We recognize important limitations to our study design, observations and conclusions. The first is the relatively small cohort of patients included in this single-center study when compared to multi-centered randomized clinical trials, which may not be generalizable to the US population as a whole. Second, data were collected retrospectively from the electronic medical records, and were not recorded in a standardized and systematic manner, thus obscuring confounders that cannot be optimally controlled for. A strength of our study is the relatively high percentage of females and minority groups enrolled in our institutional registry.

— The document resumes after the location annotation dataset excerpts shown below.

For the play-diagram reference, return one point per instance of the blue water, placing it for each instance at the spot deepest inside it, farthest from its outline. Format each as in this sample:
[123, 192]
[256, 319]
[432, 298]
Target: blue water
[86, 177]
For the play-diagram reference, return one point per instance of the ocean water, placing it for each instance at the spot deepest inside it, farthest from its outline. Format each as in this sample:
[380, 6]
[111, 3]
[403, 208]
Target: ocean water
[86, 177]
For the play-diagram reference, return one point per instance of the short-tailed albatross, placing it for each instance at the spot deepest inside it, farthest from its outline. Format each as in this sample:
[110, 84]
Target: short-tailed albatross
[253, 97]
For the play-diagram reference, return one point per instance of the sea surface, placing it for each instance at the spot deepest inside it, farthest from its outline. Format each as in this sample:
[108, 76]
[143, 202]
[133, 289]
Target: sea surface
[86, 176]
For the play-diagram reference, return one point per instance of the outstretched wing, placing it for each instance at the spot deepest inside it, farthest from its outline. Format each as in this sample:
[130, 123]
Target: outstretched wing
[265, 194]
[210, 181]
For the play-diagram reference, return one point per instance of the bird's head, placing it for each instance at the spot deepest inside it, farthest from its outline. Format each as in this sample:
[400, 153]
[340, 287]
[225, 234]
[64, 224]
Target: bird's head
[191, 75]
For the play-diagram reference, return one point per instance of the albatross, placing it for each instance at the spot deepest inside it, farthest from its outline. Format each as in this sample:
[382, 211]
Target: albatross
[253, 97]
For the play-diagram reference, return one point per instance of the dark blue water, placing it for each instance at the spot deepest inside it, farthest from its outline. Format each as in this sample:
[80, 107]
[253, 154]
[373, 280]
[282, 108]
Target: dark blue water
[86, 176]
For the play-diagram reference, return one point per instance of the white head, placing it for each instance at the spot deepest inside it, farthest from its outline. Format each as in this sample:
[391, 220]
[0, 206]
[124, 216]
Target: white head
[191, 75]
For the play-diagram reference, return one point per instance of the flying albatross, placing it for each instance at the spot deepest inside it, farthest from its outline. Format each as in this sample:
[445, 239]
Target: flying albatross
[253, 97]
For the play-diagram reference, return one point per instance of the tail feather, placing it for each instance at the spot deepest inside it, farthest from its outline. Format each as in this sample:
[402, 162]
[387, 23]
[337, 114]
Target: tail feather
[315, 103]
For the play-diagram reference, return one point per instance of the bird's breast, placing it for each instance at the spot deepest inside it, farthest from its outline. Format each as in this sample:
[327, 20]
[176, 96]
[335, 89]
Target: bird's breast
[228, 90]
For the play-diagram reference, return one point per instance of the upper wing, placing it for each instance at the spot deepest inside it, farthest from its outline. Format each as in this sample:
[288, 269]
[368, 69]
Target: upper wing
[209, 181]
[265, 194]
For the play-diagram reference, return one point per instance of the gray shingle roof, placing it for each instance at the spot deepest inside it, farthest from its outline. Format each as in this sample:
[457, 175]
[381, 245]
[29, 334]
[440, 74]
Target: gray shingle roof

In conclusion, despite these limitations, we conclude that in patients with recent acute coronary syndrome revascularized with percutaneous coronary intervention, 2D echocardiography identifies females at higher risk for worse outcomes partly because they are more likely to express the eccentric hypertrophy phenotype, which is an independent predictor of worse outcomes. However, our analysis did not reveal EH to interact with sex in observed adverse events 1 year after PCI, indicating mechanisms independent of cardiac geometry in sex and adverse outcomes. Further studies are needed to explore the variables responsible for the increased prevalence of EH in female ACS patients.